The results suggest that architectural decomposition of competing objectives, combined with adaptive fusion mechanisms, represents a promising direction for future research. Rather than relying solely on increasingly complex loss functions, explicitly modeling competing objectives at the architectural level may provide greater flexibility, interpretability, and performance in imbalanced medical prediction tasks.

7. Conclusions

This study presents a leakage-safe, precision-aware deep learning framework for large-scale heart disease risk prediction using the BRFSS-2024 dataset.

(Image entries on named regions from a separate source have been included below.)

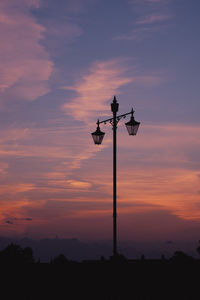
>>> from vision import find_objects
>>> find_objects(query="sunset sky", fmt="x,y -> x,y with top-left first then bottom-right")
0,0 -> 200,241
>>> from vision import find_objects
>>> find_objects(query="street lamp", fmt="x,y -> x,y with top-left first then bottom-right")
91,96 -> 140,258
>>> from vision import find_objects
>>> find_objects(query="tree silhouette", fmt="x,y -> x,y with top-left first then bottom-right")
51,254 -> 69,265
0,244 -> 34,264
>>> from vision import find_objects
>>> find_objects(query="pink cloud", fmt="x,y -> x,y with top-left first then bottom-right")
0,0 -> 53,101
62,59 -> 133,123
136,14 -> 173,25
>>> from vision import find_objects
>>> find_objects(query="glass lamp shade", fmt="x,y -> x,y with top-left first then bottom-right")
91,126 -> 105,145
125,116 -> 140,135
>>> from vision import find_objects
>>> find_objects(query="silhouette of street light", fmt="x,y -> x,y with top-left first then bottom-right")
91,96 -> 140,258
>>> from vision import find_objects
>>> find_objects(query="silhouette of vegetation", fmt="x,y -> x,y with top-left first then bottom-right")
171,251 -> 194,262
0,244 -> 34,264
0,244 -> 200,300
51,254 -> 69,266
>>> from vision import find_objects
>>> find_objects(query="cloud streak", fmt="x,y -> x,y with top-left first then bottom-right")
62,59 -> 133,123
0,0 -> 53,101
113,0 -> 174,41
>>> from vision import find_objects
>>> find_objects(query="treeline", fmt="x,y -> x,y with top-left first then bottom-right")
0,243 -> 200,265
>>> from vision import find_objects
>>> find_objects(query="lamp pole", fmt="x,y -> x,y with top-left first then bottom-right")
92,96 -> 140,258
111,97 -> 119,257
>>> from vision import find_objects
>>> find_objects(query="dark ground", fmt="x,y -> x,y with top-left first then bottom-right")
1,259 -> 200,300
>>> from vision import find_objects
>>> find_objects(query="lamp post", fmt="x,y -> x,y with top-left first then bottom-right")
91,96 -> 140,258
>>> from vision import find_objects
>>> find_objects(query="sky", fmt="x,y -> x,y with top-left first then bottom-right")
0,0 -> 200,245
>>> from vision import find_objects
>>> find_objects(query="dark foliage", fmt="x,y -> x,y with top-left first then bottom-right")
0,244 -> 34,264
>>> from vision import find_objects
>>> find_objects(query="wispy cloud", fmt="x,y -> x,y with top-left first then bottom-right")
62,59 -> 163,123
0,0 -> 53,101
62,59 -> 133,123
136,14 -> 173,25
113,0 -> 174,41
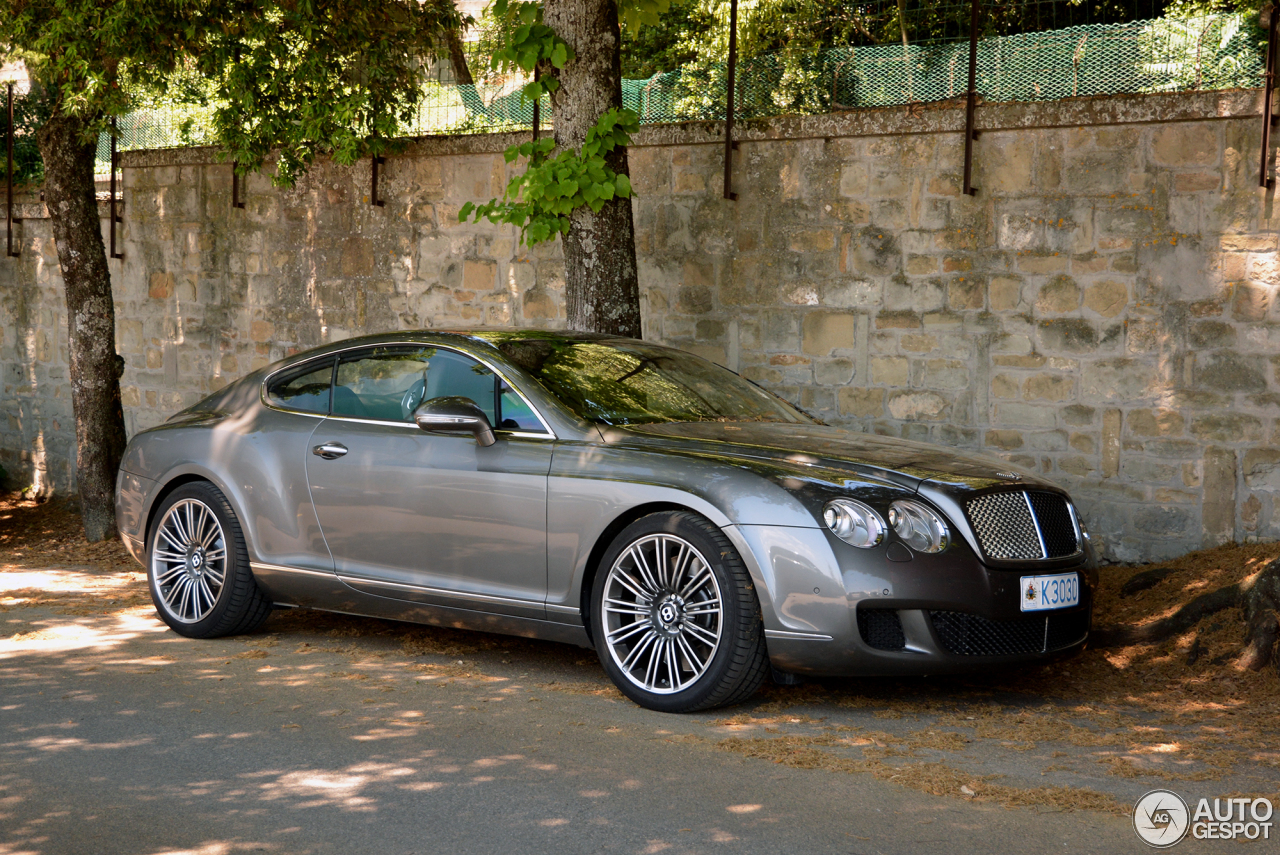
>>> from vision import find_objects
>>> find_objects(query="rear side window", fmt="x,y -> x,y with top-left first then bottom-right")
266,360 -> 333,416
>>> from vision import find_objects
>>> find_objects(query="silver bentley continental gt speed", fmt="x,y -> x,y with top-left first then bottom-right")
116,330 -> 1097,712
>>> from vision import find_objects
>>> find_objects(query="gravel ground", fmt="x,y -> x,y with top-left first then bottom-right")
0,499 -> 1280,855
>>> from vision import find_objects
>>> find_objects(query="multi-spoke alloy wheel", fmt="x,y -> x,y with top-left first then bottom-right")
147,481 -> 271,639
590,512 -> 768,712
151,499 -> 227,623
604,534 -> 723,695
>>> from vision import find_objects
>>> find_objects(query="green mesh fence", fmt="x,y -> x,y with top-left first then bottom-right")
99,14 -> 1262,172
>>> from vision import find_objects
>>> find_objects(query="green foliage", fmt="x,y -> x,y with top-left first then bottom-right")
0,86 -> 52,184
0,0 -> 460,184
490,0 -> 573,101
458,109 -> 640,246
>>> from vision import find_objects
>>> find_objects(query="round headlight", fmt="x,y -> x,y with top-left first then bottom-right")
822,499 -> 886,549
888,499 -> 951,553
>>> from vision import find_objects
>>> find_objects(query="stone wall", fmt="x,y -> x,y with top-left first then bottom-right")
0,92 -> 1280,559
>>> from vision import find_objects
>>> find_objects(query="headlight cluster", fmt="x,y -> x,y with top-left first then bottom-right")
888,499 -> 951,553
822,499 -> 951,553
822,499 -> 884,549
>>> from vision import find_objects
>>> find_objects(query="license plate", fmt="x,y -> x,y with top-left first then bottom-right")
1019,573 -> 1080,612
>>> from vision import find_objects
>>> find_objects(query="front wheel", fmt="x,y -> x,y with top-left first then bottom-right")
590,511 -> 768,713
147,481 -> 271,639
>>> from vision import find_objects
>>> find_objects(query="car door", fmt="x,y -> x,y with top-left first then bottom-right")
307,346 -> 554,617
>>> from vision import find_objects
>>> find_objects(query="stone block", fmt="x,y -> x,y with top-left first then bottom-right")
1036,275 -> 1080,315
147,270 -> 173,300
947,276 -> 986,312
1133,506 -> 1194,538
987,276 -> 1023,312
1080,357 -> 1158,403
870,356 -> 911,387
886,392 -> 950,420
983,429 -> 1024,452
1201,447 -> 1236,547
836,387 -> 884,419
911,360 -> 969,390
996,403 -> 1057,428
813,358 -> 854,387
1151,122 -> 1221,166
1120,457 -> 1178,484
1102,410 -> 1121,477
463,261 -> 498,292
840,163 -> 867,198
1084,279 -> 1129,317
1038,317 -> 1100,353
991,374 -> 1018,401
1194,351 -> 1267,392
803,311 -> 856,356
1126,407 -> 1185,436
676,285 -> 716,315
1190,412 -> 1263,443
1062,403 -> 1098,428
1188,321 -> 1235,351
1023,374 -> 1075,402
790,229 -> 836,252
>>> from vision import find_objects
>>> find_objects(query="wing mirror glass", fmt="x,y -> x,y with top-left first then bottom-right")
413,396 -> 497,447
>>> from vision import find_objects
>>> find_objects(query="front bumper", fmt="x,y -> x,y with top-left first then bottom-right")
741,526 -> 1097,677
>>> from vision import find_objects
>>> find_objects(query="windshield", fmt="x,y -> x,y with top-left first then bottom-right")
495,338 -> 810,425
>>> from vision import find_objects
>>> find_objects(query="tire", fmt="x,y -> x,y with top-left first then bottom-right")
590,511 -> 769,713
146,481 -> 271,639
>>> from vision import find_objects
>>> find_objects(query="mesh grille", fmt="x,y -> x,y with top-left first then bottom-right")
1027,493 -> 1080,558
965,491 -> 1080,561
858,608 -> 906,650
929,609 -> 1089,657
968,493 -> 1044,561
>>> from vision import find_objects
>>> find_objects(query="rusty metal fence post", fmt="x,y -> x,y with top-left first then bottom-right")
724,0 -> 737,201
108,115 -> 124,259
964,0 -> 978,196
1258,4 -> 1280,189
5,81 -> 22,259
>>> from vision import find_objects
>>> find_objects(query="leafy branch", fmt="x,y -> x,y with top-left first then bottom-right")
458,109 -> 640,246
489,0 -> 573,101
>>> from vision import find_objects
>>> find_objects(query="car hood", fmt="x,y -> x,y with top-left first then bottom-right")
602,421 -> 1053,491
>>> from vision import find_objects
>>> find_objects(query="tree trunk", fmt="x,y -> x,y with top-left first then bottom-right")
543,0 -> 640,338
444,27 -> 475,84
37,113 -> 125,541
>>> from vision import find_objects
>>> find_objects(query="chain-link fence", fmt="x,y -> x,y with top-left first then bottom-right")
82,4 -> 1263,172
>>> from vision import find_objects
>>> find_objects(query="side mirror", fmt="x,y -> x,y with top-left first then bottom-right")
413,396 -> 497,448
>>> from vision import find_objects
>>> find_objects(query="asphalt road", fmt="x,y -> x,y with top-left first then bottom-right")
0,593 -> 1249,855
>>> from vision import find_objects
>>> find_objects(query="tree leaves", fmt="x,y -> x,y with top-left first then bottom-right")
0,0 -> 461,184
458,109 -> 640,246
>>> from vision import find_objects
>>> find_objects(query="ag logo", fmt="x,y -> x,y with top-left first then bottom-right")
1133,790 -> 1190,849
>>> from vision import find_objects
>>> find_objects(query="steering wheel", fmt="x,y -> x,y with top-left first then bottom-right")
401,380 -> 426,421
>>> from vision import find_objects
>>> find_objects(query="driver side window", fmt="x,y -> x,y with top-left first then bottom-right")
333,347 -> 436,421
333,346 -> 495,424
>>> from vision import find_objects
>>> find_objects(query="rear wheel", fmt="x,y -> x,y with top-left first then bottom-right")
591,512 -> 768,713
147,481 -> 271,639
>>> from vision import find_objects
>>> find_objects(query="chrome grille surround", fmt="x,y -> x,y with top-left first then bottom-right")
965,490 -> 1082,561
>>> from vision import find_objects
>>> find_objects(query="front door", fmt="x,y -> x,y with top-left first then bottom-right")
307,346 -> 552,617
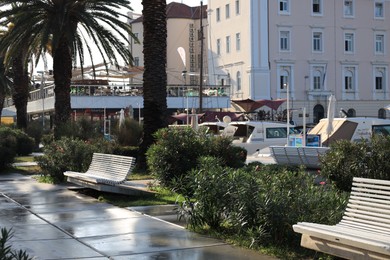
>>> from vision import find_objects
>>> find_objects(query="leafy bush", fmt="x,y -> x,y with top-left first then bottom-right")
113,145 -> 139,158
321,135 -> 390,191
54,117 -> 103,141
116,118 -> 142,146
146,128 -> 246,188
36,137 -> 112,183
13,129 -> 35,155
181,157 -> 348,247
0,228 -> 33,260
26,120 -> 48,151
0,127 -> 17,170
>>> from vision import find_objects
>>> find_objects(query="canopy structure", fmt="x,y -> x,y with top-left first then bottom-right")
232,98 -> 287,113
232,98 -> 263,113
171,111 -> 242,124
309,119 -> 358,146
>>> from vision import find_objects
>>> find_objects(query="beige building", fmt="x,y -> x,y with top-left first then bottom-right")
208,0 -> 390,124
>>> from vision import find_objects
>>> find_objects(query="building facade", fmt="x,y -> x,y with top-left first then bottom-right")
131,2 -> 208,85
208,0 -> 390,123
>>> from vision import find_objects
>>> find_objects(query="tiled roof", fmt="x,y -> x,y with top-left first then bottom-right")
132,2 -> 207,23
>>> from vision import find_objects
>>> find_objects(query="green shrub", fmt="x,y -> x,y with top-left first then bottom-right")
36,137 -> 112,183
0,228 -> 33,260
113,145 -> 139,158
116,118 -> 142,146
0,127 -> 17,170
26,120 -> 48,151
321,135 -> 390,191
54,117 -> 103,141
13,129 -> 35,156
146,128 -> 246,189
181,157 -> 348,247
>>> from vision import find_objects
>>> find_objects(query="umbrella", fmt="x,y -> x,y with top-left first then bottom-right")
232,98 -> 265,113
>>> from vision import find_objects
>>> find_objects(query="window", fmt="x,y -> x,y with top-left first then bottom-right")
279,0 -> 290,13
344,33 -> 354,53
375,75 -> 383,90
236,71 -> 241,91
375,67 -> 386,91
265,127 -> 287,138
226,36 -> 230,53
236,33 -> 241,51
344,0 -> 353,16
217,39 -> 221,55
313,32 -> 322,52
279,31 -> 290,51
344,68 -> 355,91
375,34 -> 385,54
372,108 -> 390,119
375,1 -> 384,18
280,69 -> 289,90
225,4 -> 230,19
134,57 -> 139,67
312,0 -> 322,15
313,70 -> 322,90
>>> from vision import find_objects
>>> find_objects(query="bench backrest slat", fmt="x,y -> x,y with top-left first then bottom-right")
87,153 -> 135,179
337,219 -> 390,235
340,178 -> 390,230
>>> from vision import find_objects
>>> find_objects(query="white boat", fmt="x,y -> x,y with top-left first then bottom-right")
308,117 -> 390,146
222,121 -> 294,155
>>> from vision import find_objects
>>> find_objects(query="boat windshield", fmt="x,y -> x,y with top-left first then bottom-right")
372,125 -> 390,136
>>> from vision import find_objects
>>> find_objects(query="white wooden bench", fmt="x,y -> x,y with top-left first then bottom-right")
293,178 -> 390,259
64,153 -> 135,191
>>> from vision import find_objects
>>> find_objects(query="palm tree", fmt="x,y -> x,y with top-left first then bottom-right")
0,30 -> 11,124
139,0 -> 167,168
0,0 -> 135,137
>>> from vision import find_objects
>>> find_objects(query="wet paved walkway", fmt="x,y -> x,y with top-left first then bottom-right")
0,174 -> 274,260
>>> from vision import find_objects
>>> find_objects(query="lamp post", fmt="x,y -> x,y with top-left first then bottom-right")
284,83 -> 290,146
37,71 -> 45,129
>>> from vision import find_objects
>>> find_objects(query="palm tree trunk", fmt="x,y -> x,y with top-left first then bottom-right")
53,40 -> 72,139
0,96 -> 5,125
138,0 -> 167,169
12,54 -> 29,129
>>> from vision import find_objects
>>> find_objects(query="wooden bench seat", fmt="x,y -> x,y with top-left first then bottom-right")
293,178 -> 390,259
64,153 -> 135,188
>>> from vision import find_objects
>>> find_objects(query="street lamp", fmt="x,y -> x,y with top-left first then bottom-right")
283,83 -> 290,146
37,70 -> 45,129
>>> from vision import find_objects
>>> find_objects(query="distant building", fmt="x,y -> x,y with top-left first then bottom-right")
130,2 -> 208,85
208,0 -> 390,123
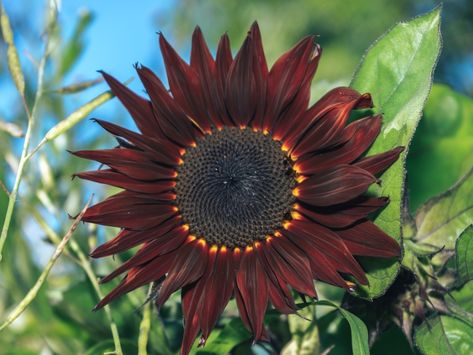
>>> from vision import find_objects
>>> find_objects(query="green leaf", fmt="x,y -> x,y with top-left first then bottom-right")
415,316 -> 473,355
281,304 -> 320,355
407,84 -> 473,211
351,7 -> 441,298
455,225 -> 473,283
415,169 -> 473,250
190,318 -> 252,355
316,300 -> 370,355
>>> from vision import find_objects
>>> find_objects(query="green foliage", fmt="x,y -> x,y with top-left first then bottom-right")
351,8 -> 440,298
416,316 -> 473,355
407,84 -> 473,211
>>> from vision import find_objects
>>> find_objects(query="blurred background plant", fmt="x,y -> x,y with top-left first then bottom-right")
0,0 -> 473,354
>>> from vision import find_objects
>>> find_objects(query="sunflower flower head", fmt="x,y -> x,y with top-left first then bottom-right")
74,23 -> 402,354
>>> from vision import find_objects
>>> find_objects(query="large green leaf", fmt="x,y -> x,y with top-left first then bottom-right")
415,316 -> 473,355
407,84 -> 473,211
316,300 -> 370,355
351,8 -> 441,298
415,169 -> 473,250
455,225 -> 473,283
191,318 -> 251,355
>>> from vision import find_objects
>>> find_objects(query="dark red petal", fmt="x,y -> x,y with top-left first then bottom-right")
159,34 -> 211,132
71,148 -> 176,181
256,245 -> 296,314
215,34 -> 234,126
94,119 -> 180,165
190,27 -> 224,128
263,36 -> 320,131
74,169 -> 176,195
295,196 -> 389,228
100,71 -> 162,137
294,116 -> 381,175
288,220 -> 368,284
236,248 -> 268,340
156,240 -> 208,306
82,193 -> 177,230
136,66 -> 201,147
281,230 -> 348,289
284,87 -> 372,158
90,216 -> 182,258
199,248 -> 235,340
336,220 -> 401,258
355,147 -> 404,175
100,226 -> 189,283
268,238 -> 317,297
94,253 -> 175,310
294,165 -> 377,206
225,25 -> 266,127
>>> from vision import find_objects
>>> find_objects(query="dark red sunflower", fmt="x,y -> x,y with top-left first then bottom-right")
75,23 -> 402,354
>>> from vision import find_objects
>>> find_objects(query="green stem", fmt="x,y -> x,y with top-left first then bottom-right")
0,200 -> 90,331
138,284 -> 153,355
33,212 -> 123,355
0,12 -> 51,262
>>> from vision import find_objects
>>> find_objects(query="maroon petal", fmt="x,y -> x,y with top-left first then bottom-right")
100,71 -> 162,137
90,216 -> 182,258
263,36 -> 320,131
294,116 -> 381,175
136,66 -> 201,147
74,169 -> 176,195
94,254 -> 174,310
337,220 -> 401,258
71,148 -> 177,181
284,87 -> 372,159
236,247 -> 268,340
100,226 -> 189,283
199,247 -> 235,340
355,147 -> 404,175
295,197 -> 389,228
288,220 -> 368,284
294,165 -> 377,206
156,240 -> 208,306
94,119 -> 181,165
82,193 -> 177,230
225,24 -> 267,127
159,33 -> 211,132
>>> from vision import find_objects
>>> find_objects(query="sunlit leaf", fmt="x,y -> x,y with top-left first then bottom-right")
407,84 -> 473,211
415,316 -> 473,355
415,169 -> 473,250
351,8 -> 441,298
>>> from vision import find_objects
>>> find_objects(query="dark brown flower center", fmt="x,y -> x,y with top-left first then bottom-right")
175,127 -> 296,248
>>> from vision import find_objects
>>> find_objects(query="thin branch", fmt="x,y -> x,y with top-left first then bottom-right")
0,199 -> 90,331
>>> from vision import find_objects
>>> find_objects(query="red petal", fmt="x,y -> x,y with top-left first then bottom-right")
288,220 -> 368,284
74,169 -> 175,195
136,66 -> 200,147
236,249 -> 268,340
156,240 -> 208,306
90,216 -> 182,258
100,226 -> 189,283
71,148 -> 176,181
355,147 -> 404,175
159,34 -> 210,132
337,220 -> 401,258
295,197 -> 389,228
263,36 -> 320,130
294,116 -> 381,175
295,165 -> 377,206
95,119 -> 180,165
100,71 -> 162,137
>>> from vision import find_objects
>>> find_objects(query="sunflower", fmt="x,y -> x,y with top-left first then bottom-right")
74,23 -> 402,354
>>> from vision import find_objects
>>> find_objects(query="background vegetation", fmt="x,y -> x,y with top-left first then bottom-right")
0,0 -> 473,354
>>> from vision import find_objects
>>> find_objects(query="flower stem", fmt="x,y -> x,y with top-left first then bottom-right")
0,200 -> 90,331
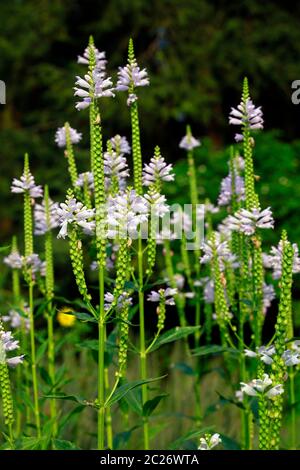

The proposed Dual-Branch FT-Transformer separates recall-focused detection and precision-focused verification, combining their outputs through a lightweight gating mechanism to better control false negatives and false positives in highly imbalanced health data. A rigorous evaluation pipeline incorporating fold-wise preprocessing, imbalance-aware loss functions, and calibration was used to ensure reliable performance estimates under realistic evaluation conditions. The experimental results demonstrate competitive performance in terms of F1-score, balanced accuracy, and AUPRC relative to strong machine learning and deep learning baselines, while the proposed decision-aware framework provides a more explicitly controlled precision–recall trade-off under severe class imbalance.

Additional evaluation on an independent NHANES cohort under the same leakage-safe re-training protocol further suggested robustness across heterogeneous population-health settings with substantially different feature composition and clinically enriched variables. Although the proposed framework demonstrated competitive and balanced performance across both cohorts, further validation on additional external and longitudinal clinical datasets remains necessary before drawing stronger conclusions regarding real-world clinical deployment.